There are two main reasons for this, and both concern ethics: (1)
The first is expediency. Given the malignant regulatory climate, the
first
ethical law of medicine has become the survival of the physician.
(2) The second issue is education —but not, as many think, education
in the field of pain management. The process of medical education
is universally flawed in the following sense. It fails to inform physicians
in training of the propensity for governments to go astray, and then
require physicians to behave unethically. This deficiency can be
compared
to a hypothetical situation in which high school civics classes neglected
to teach that the Constitution and the Bill of Rights were written
to keep the government from getting out of control and turning against
the people.
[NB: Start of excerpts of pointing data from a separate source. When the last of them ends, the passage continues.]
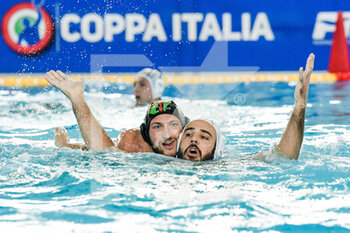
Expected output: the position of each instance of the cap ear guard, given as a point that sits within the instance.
(145, 133)
(174, 110)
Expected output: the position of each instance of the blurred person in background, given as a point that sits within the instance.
(148, 86)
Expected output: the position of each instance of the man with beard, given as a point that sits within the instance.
(159, 133)
(202, 140)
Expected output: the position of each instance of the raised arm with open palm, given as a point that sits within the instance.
(94, 135)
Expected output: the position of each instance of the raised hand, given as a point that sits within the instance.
(302, 87)
(72, 89)
(61, 137)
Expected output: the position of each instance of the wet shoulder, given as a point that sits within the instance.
(131, 141)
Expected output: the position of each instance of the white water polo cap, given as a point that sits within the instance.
(155, 79)
(220, 139)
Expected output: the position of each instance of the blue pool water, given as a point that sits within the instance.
(49, 189)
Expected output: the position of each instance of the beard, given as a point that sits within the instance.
(158, 149)
(181, 154)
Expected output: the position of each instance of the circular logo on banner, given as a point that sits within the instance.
(27, 29)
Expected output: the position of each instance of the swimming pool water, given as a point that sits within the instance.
(49, 189)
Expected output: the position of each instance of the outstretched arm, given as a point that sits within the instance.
(292, 137)
(62, 140)
(94, 135)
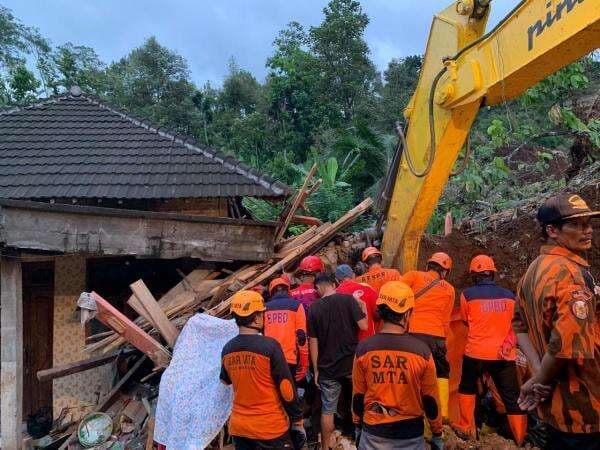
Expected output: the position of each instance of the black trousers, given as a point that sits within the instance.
(503, 373)
(283, 442)
(560, 440)
(437, 345)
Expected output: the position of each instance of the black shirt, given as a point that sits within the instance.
(332, 320)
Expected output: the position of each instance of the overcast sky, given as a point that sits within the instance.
(208, 32)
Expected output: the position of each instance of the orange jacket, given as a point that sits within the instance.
(285, 321)
(394, 387)
(433, 309)
(377, 276)
(558, 309)
(264, 397)
(488, 310)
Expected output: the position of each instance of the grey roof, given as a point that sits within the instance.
(74, 145)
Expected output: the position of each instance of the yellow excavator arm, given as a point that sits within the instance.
(464, 69)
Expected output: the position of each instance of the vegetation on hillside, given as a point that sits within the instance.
(322, 101)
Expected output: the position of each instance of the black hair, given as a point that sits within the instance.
(374, 259)
(487, 275)
(558, 224)
(279, 288)
(432, 265)
(387, 315)
(244, 321)
(324, 278)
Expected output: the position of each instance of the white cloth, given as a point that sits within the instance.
(193, 404)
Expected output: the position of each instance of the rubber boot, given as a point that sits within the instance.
(465, 428)
(444, 396)
(518, 426)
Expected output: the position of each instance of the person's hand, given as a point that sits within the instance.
(528, 400)
(436, 442)
(298, 435)
(542, 391)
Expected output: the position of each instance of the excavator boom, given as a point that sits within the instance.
(463, 69)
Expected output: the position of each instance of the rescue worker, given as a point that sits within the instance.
(376, 275)
(285, 321)
(557, 318)
(394, 380)
(362, 292)
(333, 324)
(305, 292)
(265, 405)
(487, 309)
(434, 301)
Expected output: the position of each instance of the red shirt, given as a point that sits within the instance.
(306, 294)
(368, 295)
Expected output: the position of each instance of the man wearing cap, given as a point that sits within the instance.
(333, 324)
(360, 291)
(376, 275)
(305, 292)
(265, 406)
(394, 380)
(285, 321)
(487, 309)
(434, 301)
(558, 318)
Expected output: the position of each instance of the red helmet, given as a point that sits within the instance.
(278, 282)
(442, 259)
(482, 263)
(311, 264)
(369, 251)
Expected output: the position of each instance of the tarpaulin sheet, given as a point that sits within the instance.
(193, 404)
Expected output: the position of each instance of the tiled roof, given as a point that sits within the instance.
(77, 146)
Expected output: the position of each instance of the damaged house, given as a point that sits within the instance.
(92, 198)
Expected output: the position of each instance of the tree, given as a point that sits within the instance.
(77, 65)
(153, 82)
(343, 57)
(400, 77)
(24, 85)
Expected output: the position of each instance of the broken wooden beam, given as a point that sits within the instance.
(80, 366)
(298, 199)
(117, 321)
(157, 316)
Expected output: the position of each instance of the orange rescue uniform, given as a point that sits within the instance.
(264, 397)
(377, 276)
(559, 310)
(433, 308)
(394, 387)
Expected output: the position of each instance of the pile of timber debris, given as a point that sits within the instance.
(156, 329)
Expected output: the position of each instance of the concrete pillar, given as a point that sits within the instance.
(11, 370)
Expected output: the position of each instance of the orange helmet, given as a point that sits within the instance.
(442, 259)
(278, 282)
(482, 263)
(244, 303)
(397, 296)
(369, 251)
(311, 264)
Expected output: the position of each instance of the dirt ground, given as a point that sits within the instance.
(513, 241)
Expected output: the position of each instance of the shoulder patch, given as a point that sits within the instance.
(580, 309)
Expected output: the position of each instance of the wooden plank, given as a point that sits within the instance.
(159, 318)
(289, 213)
(306, 220)
(79, 366)
(11, 369)
(103, 231)
(117, 321)
(314, 243)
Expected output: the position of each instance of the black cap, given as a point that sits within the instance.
(324, 278)
(564, 206)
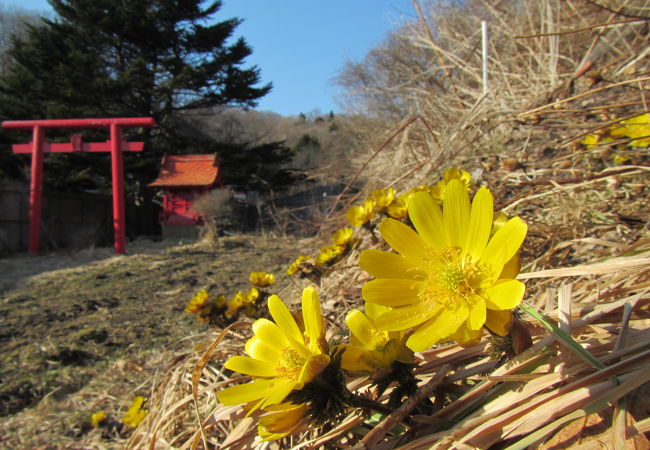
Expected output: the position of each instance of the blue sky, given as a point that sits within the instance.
(301, 45)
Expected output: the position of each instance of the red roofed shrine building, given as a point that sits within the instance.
(183, 179)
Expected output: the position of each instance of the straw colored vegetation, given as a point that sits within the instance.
(564, 363)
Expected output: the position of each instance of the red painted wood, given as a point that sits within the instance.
(67, 147)
(124, 122)
(36, 190)
(115, 145)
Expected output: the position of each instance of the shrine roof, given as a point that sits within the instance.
(187, 171)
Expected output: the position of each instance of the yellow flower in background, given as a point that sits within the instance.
(295, 266)
(282, 356)
(221, 302)
(447, 278)
(399, 208)
(457, 174)
(280, 420)
(136, 413)
(360, 214)
(261, 279)
(199, 301)
(383, 197)
(618, 158)
(342, 236)
(636, 128)
(252, 295)
(97, 418)
(370, 348)
(328, 253)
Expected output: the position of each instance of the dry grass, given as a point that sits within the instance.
(587, 257)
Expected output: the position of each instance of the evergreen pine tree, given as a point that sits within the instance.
(114, 58)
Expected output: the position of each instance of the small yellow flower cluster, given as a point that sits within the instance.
(136, 413)
(220, 310)
(387, 201)
(343, 241)
(635, 130)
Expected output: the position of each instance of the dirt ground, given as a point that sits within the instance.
(88, 330)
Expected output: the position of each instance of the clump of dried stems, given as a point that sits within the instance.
(558, 71)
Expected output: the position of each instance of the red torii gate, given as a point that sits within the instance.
(115, 145)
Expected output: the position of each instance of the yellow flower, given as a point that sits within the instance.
(282, 356)
(261, 279)
(637, 128)
(97, 418)
(199, 301)
(619, 158)
(252, 295)
(342, 236)
(447, 279)
(136, 413)
(221, 302)
(370, 348)
(398, 209)
(328, 253)
(457, 174)
(360, 214)
(280, 420)
(383, 197)
(293, 268)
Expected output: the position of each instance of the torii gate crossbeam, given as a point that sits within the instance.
(114, 145)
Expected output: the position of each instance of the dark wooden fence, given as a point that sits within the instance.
(68, 220)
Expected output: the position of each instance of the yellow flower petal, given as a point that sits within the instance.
(512, 267)
(390, 292)
(456, 213)
(480, 224)
(352, 359)
(407, 316)
(404, 240)
(382, 264)
(499, 322)
(314, 366)
(269, 332)
(504, 244)
(313, 320)
(250, 366)
(504, 294)
(283, 318)
(440, 327)
(427, 219)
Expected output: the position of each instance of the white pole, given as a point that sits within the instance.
(484, 48)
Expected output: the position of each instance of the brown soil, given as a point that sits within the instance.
(87, 331)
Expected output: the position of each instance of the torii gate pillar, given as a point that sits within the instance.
(114, 145)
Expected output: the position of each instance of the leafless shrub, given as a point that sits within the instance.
(431, 67)
(213, 207)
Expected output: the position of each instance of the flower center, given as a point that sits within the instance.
(450, 278)
(291, 363)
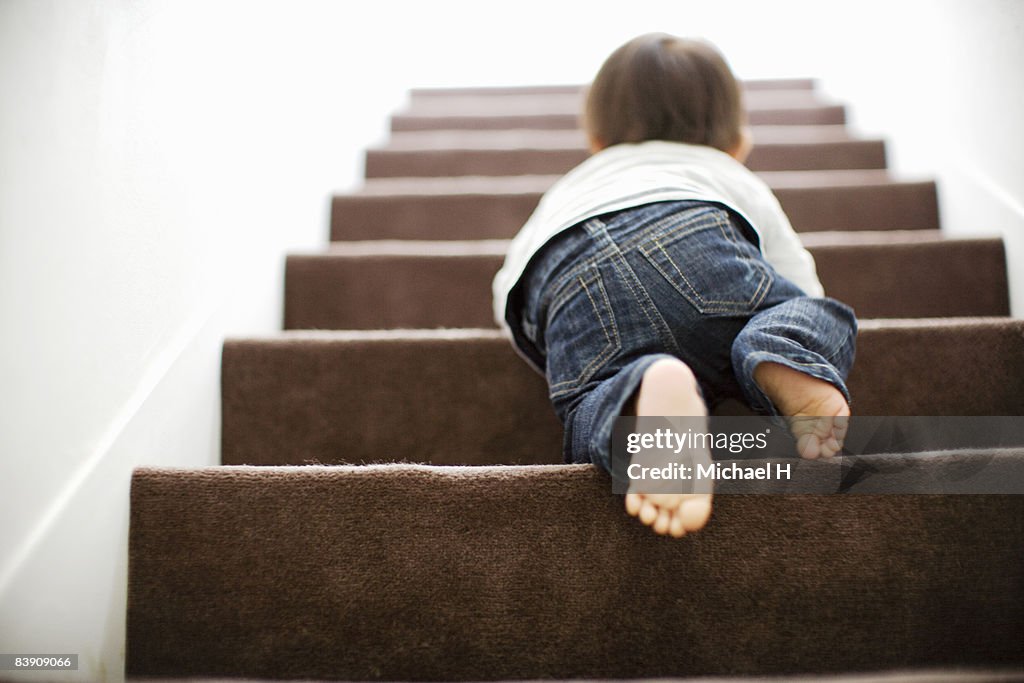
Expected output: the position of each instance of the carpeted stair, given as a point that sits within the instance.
(391, 507)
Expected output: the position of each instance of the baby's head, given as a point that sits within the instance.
(659, 87)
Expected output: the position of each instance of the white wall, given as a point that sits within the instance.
(158, 160)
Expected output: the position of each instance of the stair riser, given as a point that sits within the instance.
(474, 401)
(403, 163)
(822, 116)
(894, 206)
(572, 103)
(879, 281)
(755, 85)
(412, 574)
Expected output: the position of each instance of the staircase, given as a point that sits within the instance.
(392, 507)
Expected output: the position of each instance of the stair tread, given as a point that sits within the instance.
(800, 83)
(528, 184)
(554, 139)
(482, 104)
(409, 572)
(291, 337)
(820, 115)
(822, 240)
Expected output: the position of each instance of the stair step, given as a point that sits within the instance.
(749, 86)
(398, 162)
(404, 121)
(430, 573)
(488, 208)
(546, 139)
(470, 103)
(913, 273)
(462, 396)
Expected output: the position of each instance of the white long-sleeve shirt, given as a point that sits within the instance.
(624, 176)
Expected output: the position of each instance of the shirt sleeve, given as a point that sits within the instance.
(784, 251)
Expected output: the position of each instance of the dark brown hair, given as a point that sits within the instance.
(659, 87)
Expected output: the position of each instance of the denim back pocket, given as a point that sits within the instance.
(706, 258)
(581, 318)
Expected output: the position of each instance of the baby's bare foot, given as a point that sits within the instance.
(817, 412)
(669, 388)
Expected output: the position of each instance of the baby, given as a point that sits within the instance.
(660, 276)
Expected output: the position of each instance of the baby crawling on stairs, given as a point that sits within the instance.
(660, 276)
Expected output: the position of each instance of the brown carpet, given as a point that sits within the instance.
(418, 573)
(895, 273)
(465, 397)
(513, 568)
(496, 208)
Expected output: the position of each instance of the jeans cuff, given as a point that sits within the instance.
(759, 399)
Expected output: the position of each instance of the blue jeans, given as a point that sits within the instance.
(605, 299)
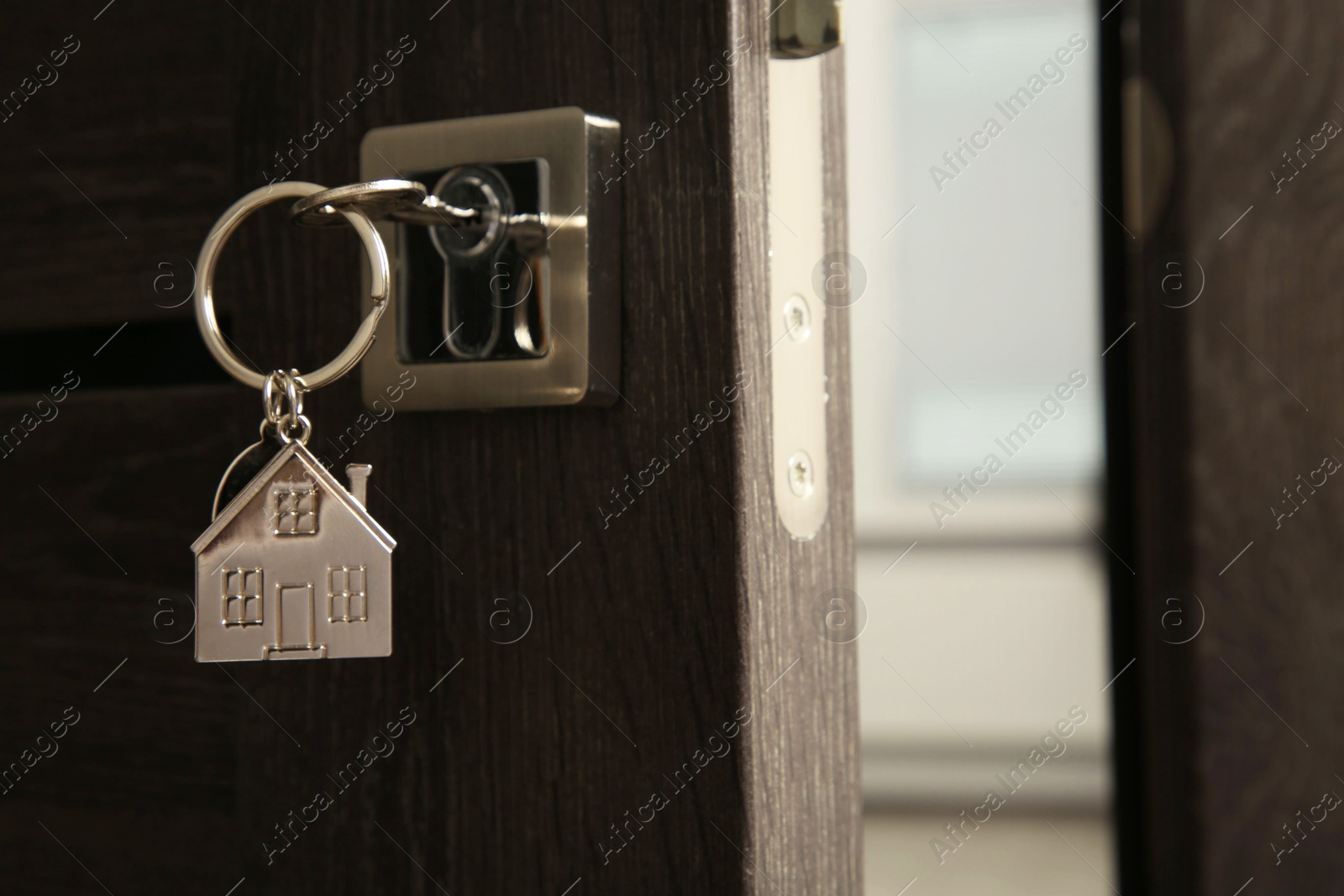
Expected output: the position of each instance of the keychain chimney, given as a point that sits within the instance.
(358, 474)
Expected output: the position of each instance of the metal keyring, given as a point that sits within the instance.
(219, 234)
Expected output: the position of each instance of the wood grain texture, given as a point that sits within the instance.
(655, 620)
(97, 503)
(804, 793)
(1223, 403)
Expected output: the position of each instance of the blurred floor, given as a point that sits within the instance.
(1007, 856)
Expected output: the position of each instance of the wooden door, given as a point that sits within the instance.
(1225, 438)
(676, 638)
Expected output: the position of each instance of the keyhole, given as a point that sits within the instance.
(472, 324)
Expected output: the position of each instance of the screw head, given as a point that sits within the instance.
(797, 317)
(800, 474)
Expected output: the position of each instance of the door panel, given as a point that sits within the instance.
(517, 765)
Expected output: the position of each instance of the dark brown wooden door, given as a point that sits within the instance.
(1225, 443)
(125, 129)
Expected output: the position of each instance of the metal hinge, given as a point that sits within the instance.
(803, 29)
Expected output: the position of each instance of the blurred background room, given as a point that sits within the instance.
(979, 335)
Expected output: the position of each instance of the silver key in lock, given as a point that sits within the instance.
(492, 307)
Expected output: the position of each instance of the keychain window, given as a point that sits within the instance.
(296, 508)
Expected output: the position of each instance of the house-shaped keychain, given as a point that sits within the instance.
(295, 569)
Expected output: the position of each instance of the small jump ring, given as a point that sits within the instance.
(286, 434)
(219, 234)
(286, 405)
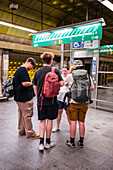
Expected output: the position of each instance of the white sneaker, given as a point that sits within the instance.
(51, 145)
(56, 129)
(41, 147)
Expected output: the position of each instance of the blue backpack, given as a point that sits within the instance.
(81, 86)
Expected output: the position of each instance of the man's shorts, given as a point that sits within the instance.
(62, 105)
(77, 111)
(48, 112)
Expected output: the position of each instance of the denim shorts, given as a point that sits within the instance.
(62, 105)
(48, 112)
(77, 111)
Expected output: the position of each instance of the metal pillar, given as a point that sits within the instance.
(42, 15)
(0, 72)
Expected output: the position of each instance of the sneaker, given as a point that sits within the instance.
(51, 145)
(80, 144)
(41, 147)
(34, 137)
(21, 134)
(72, 145)
(56, 129)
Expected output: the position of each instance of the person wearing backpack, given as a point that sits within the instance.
(23, 95)
(47, 82)
(79, 84)
(60, 98)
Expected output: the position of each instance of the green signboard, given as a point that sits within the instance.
(69, 35)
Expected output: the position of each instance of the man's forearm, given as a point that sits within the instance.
(27, 84)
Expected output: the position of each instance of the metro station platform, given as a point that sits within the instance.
(21, 153)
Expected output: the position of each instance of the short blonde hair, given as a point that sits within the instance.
(47, 57)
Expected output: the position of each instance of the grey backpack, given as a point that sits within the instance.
(81, 86)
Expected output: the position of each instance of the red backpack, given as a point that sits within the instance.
(51, 86)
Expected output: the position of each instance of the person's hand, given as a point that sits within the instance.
(92, 88)
(61, 83)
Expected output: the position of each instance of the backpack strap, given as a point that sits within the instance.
(41, 95)
(53, 69)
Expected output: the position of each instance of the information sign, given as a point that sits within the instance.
(69, 35)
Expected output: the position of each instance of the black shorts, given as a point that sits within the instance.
(48, 112)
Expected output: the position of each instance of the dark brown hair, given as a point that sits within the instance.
(32, 61)
(46, 57)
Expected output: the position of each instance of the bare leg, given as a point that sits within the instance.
(72, 128)
(81, 129)
(42, 128)
(49, 128)
(68, 117)
(59, 117)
This failure of ethical education must be at least partially
responsible for the increasingly frequent allegations of unethical
behavior by physicians in situations like Baghdad and Guantanamo.
Fortunately, the pain crisis isn’t primarily a medical problem.
(Pain is easy to control, and we have the means close at hand to
do so.)
Hope arises from the realization that the pain crisis is instead, a human rights
issue.
In accordance with what you have observed about physicians, the pain problem
will be resolved in spite of the influence of the medical profession.